A partire dalla fine degli anni ’70 ha avviato il restauro dell’Eremo di Santa Caterina, all’Isola d’Elba, trasformando l’antico convento francescano in un centro internazionale d’arte e realizzando un giardino botanico dedicato alla flora spontanea dell’Arcipelago Toscano. Accanto all’esperienza elbana, Berger ha avviato negli anni ’80 una serie di progetti fotografici a lungo termine, incentrati soprattutto sulla dimensione culturale del rito e sulla meditazione come fonte di ricerca spirituale. Campo privilegiato delle sue ricerche e delle sue attività formative sono stati il Laos, la Thailandia e l’Iran, Paesi nei quali ha soggiornato a più riprese e per lunghi periodi, intessendo un’estesa rete di relazioni che ha favorito anche la realizzazione di importanti progetti di cooperazione internazionale. Nella città di Luang Prabang, antica capitale del Regno di Lan Xang e, sino al 1975, residenza del re del Laos, Berger ha fondato alla fine degli anni ’90 l’Archivio di Fotografia Buddhista con l’obiettivo di conservare e valorizzare un patrimonio unico di oltre 35.000 immagini scattate dai monaci dalla nascita della fotografia alla fine del XX secolo.

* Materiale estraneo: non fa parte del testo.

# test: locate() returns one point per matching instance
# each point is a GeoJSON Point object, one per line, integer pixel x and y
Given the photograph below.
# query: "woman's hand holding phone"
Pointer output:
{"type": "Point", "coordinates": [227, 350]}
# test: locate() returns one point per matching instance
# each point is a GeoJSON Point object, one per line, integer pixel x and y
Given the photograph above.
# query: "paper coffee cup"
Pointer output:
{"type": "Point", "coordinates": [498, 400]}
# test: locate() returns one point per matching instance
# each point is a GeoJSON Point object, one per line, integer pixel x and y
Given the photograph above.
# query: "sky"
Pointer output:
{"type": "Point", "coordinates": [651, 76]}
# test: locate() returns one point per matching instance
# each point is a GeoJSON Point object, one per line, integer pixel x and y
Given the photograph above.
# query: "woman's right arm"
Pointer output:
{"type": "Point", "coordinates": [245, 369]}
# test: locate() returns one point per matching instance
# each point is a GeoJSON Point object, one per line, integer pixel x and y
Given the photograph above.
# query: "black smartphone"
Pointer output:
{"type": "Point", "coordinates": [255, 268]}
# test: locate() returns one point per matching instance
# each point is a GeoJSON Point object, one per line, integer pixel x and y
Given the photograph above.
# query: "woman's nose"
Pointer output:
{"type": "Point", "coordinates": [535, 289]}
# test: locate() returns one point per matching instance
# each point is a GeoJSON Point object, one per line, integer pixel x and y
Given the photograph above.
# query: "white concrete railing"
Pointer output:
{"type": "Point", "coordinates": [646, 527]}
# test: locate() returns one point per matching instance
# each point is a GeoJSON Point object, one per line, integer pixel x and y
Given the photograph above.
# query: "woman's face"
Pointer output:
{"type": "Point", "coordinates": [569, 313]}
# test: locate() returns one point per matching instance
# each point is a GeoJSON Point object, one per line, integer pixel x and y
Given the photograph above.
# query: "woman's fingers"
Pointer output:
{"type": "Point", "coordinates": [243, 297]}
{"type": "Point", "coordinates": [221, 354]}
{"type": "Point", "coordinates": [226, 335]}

A oggi, Hans Georg Berger ha realizzato oltre quaranta volumi e ha al suo attivo oltre sessanta esposizioni personali in tutti i principali Paesi d’Europa, negli Stati Uniti, in Giappone e nei Paesi del Sud-est asiatico. Sue opere figurano nelle collezioni di alcuni fra i più importanti musei d’arte del mondo.

LA DISCIPLINA DEI SENSI
HANS GEORG BERGER. UNA RETROSPETTIVA
Lugano MUSEC | Museo delle Culture (Villa Malpensata, Riva Caccia 5/ Via Giuseppe Mazzini 5– entrata principale dal giardino).
13 maggio 2021 – 16 gennaio 2022
Orari:
Tutti i giorni dalle 11.00 alle 18.00. Chiuso il martedì.
Informazioni:  www.musec.ch

Il biglietto, oltre a consentire la visita dell’esposizione La disciplina dei sensi, consente l’accesso alle altre esposizioni temporanee allestite al MUSEC e la visita degli highlight della Collezione permanente.